VGGT-SLAM: Dense RGB SLAM Optimized on the SL(4) Manifold

Introduction

The paper introduces VGGT-SLAM, a novel dense RGB SLAM system that utilizes the VGGT framework for feed-forward scene reconstruction. Unlike previous methods that align submaps using similarity transformations, VGGT-SLAM optimizes over the special linear group, SL(4), addressing projective ambiguities inherent in monocular setups with uncalibrated cameras. This approach allows the system to reconstruct large-scale scenes that are infeasible for VGGT due to the limits in GPU memory.

SLAM Framework

VGGT-SLAM constructs submaps incrementally from monocular images, optimizing their alignment globally and incrementally. The process begins by selecting keyframes based on disparity and proceeds with VGGT to construct submaps. The alignment is performed using 15-DOF homographies between submaps calculated directly, without requiring the estimation of correspondences. Loop closures further refine the alignment.

Homography Estimation

The crux of the paper is the homography estimation, which addresses the limits of similarity transforms in dealing with reconstruction ambiguities. VGGT-SLAM calculates 15-DOF homographies that belong to the SL(4) manifold, allowing a transformation that accounts for shear, stretch, and perspective distortions. The system employs RANSAC with a 5-point solver to ensure robustness against inaccurate depth estimates. Figure 1 *Figure 1: Ablation studies: (a) Effect of loop closure (LC) on absolute trajectory error (ATE) across different window sizes, ww, in TUM~\cite{Sturm12iros-TUM-RGB-D.$

Backend Optimization

VGGT-SLAM employs nonlinear factor graph optimization to achieve consistency in global map reconstruction. The optimization targets maximum a posteriori estimation, and Levenberg-Marquardt is used to iteratively solve for the best homography alignments. Here, VGGT-SLAM delineates a transformation path directly on the SL(4) manifold, a novel approach in SLAM applications.

Experimental Results

VGGT-SLAM demonstrates competitive results on the evaluation benchmarks, often surpassing or matching state-of-the-art uncalibrated SLAM systems. The system maintains accuracy in sparse mapping and dense point cloud reconstruction across various RGB-D datasets.

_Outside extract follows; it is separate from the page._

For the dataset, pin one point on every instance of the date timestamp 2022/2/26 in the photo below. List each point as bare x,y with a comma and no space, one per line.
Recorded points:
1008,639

Limitations and Future Work

While effective, VGGT-SLAM faces challenges, such as handling homogeneous planar scenes and potential degeneracies in homography calculations under consistent local point errors. Future improvements may involve integrating robust estimation techniques like ray-based matching to mitigate these issues.

Conclusion

VGGT-SLAM represents a significant shift in SLAM methodologies, introducing the optimization on SL(4) manifold to address projective ambiguities. Its success with dense monocular SLAM systems portends further advancements in feed-forward scene reconstruction. This opens avenues for more scalable systems that can leverage broader visual information across extensive real-world environments.